I will resist the temptation to provide commentary and analysis that equates "Occupy Wall Street" with the "Tea Part Movement"; such analysis has been provided by other pundits, so further analysis would be overkill. But the movement that started September 17--not too far from my apartment, btw--could morph into a key component of Obama's reelection strategy and, therefore, become a key element of the "Race for the White House, 2012."
On Friday, the WaPo carried an article discussing how Obama is poised to use the anger of those "99%"--a ridiculous and grotesquely inaccurate "Occupy Wall Street" slogan--to court critics of Romney and Repub policies. It should be noted, though, that protestors have an interesting way of selecting history to suit their ideological agenda; the policies that the protestors are criticizing were supported not just by the business interests and the Repubs but also by the Democrats and Obama, particularly the team of economic advisors that Obama assembled shortly after taking office. So, these protestors should be quick to acknowledge the undeniable facts of history and resist being co-opted by Obama.
Back to the article. Obama has intensified his rhetoric in recent weeks, targeting Bank of America, by name, for imposing a new $5 monthly fee on their debit cards. Obama is walking a thin line: he is targeting a company, the largest US bank by assets, that continues to be destabilized by mounting losses from collateralized debt obligations--and other so-called "exotic financial instruments." By targeting BofA, Obama is both dealing a public relations blow to the financial firm and also trying to court ideologically committed leftists. While the critical line was fairly mild ("exactly the sort of stuff that folks are frustrated by") it is still the type of shallow political rhetoric that does more economic harm than good.
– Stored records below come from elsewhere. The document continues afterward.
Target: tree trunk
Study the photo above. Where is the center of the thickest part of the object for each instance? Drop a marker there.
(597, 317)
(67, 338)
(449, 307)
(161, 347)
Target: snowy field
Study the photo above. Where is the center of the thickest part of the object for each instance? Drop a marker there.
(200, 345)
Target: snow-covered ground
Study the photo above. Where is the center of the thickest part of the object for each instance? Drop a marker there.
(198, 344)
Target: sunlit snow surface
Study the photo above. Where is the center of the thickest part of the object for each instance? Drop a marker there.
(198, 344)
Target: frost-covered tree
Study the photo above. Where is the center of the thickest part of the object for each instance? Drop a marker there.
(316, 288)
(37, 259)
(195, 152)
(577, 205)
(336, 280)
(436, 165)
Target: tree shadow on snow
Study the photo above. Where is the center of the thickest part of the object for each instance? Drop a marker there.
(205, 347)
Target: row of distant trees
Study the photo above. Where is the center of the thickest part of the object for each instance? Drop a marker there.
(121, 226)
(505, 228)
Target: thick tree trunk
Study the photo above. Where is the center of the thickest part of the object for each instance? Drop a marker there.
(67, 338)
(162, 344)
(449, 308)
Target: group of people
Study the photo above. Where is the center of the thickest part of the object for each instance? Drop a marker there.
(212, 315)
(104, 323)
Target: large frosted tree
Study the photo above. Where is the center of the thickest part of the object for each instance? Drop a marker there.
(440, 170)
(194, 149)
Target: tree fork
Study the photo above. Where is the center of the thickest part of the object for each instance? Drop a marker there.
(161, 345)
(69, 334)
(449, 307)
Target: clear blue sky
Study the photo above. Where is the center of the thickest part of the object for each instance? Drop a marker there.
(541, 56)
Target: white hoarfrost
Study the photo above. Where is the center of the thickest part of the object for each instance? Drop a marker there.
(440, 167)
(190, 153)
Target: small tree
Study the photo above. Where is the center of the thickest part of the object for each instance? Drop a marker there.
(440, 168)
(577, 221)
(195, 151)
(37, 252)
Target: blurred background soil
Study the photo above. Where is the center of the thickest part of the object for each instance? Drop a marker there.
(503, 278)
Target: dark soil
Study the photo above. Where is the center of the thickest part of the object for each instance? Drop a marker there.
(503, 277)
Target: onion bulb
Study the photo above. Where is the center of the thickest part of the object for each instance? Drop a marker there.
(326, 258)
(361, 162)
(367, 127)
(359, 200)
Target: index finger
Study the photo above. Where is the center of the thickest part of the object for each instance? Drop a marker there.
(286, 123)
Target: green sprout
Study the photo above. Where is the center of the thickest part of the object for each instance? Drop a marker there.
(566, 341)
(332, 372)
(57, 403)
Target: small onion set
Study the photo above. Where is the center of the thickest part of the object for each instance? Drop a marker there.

An Obama senior advisor, David Plouffe, was quoted in the article as saying that "One of the main elements of contrast will be that the president passed Wall Street reform and our opponent and the other party want to repeal it." It is a wise contrast and one that, depending on the level of anti-bank hysteria, could be profound enough to challenge the Repub nominee.
It is a fairly old dichotomy that has worked well, at least rhetorically speaking: Wall Street is represented by the Repubs and Main Street and labor are supported by the Dems. Obama is pulling on the coalescing anti-Wall Street hysteria by presenting himself, even before the Repubs have their nominee, as the candidate best suited to challenge the excesses of the financial firms, as embodied by Wall Street. The Obama campaign will be layered with floury rhetoric about the Repub nominee and the policies he (or she) supports.
Romney brilliantly responded to the anti-Wall Street movement by honing in on the anger of middle-income Americans. If Obama will present himself as labor's savior, then no doubt Romney will position himself as the savior of middle-income America. Romney's point--politically motivated, of course--is a somber truth: for most Americans, wages have either declined or stagnated since the early 70s and the collapse of Bretton Woods. Middle-income America is slowly eroding under the heavy burden of rising prices (slowly rising, to be sure) and mounting debt. It is a near universal message that holds particularly true for America.
Conservative Repubs, at least in rhetoric and message, have supported reducing the size of government and its regulatory reach. Romney--or any other candidate--could make "streamlining the regulatory state" a flank of their campaign.
Romney's focus should remain on middle -income America and their frustrations.
BTW: what about Ron Paul's proposal? Increase focus on the FED and end corporate welfare ... seems profound to me.